A: It seems to be used the way the director intended and it seems to work in the way he intended. The whole film is, in a way, the opposite of a Gesualdo piece because the film is frighteningly inexorable. It moves like a really slow steam roller towards a woman who is chained to the pavement. It doesn’t stop and it doesn’t speed up. It just goes and goes. And the anticipation of crushing this person gets almost unbearable. It’s Paul’s relentless, unbroken pacing so that the entire film is like one [musical] movement. One arc. This is very unusual. Now, Gesualdo’s music is not like that at all because he’ll just go for a few bars and then he’ll suddenly interrupt it with a completely different thing. In fact, it’s the opposite of Paul Spurrier’s way of conceiving a work of art. So it’s quite interesting that it becomes the metaphor for the art. Outside of that, we talked about the fourth wall a lot. The fourth wall is a visual idea. Basically, the character suddenly looks straight into the camera at the audience and this is breaking that wall. But this film breaks that wall in an auditory way. Another instance of that happening is in the film “Philadelphia” in the scene where Tom Hanks talks about a particular operatic aria. This scene [in Eullenia, in which the protagonist looks into and speaks to the camera] to me is a parallel take on that idea. I don’t know many others that are like it. I don’t know if Paul was referencing it deliberately.

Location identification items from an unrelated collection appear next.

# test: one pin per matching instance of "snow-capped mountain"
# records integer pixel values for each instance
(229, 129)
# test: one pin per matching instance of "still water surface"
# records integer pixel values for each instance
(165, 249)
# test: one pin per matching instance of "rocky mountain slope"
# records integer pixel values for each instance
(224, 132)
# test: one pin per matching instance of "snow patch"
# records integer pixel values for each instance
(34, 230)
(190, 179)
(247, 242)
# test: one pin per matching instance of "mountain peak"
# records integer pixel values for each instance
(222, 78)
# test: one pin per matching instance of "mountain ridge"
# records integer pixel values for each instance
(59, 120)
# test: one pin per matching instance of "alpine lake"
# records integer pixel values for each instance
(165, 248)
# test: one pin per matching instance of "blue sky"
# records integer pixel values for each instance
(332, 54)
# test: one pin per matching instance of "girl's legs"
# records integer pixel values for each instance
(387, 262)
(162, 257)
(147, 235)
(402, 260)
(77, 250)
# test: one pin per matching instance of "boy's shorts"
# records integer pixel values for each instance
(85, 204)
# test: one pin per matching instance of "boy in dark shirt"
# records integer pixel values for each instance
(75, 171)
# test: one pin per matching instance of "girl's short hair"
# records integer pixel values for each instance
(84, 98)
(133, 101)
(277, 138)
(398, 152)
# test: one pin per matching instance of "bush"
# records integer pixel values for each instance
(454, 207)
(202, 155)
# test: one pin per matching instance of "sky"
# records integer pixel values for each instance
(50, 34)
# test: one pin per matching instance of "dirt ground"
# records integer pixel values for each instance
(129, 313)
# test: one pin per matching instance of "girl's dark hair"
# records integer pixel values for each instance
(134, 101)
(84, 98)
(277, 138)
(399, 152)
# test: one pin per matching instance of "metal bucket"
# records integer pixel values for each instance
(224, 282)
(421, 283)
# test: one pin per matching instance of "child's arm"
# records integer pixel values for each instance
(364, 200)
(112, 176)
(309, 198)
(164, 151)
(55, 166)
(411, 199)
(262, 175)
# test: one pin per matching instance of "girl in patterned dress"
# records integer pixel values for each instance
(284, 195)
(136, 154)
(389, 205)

Q: Can we forget when listening to Gesualdo the fact that the music was composed by a person who did horrible things like murdering his wife?
A: I would say it’s extremely rare for any really, really brilliant person to not have a few dark places. Gesualdo had more than a few, of course. I mean if we stopped listening to every composer who we found morally repugnant we would probably end up not listening to most of the music we listen to. A lot of the time there’s a price for genius. Geniuses have shadows. Sometimes their demon comes from an inner dark world. So I would try not to think about the composer as a person. I would rather think about their work. I mean often the very brilliance of their work stems from the darkness of their life. That’s the problem. But you can’t really perceive it as a separate thing. It’s just that that’s how the package comes. I am not saying being a creative genius is an excuse to kill your wife. I am just saying it seems to go together pretty often. That’s all.

"Helena Citronova" played this summer to standing ovations in Germany, Czech Republic, Slovakia and Hungary. Thailand will see the opera before any other country; the European premiere will be 10 months later. The play is performed at Thailand Cultural Centre 8pm on January 15, press preview (invitational), January 16 - official world premiere, and January 17 - second performance.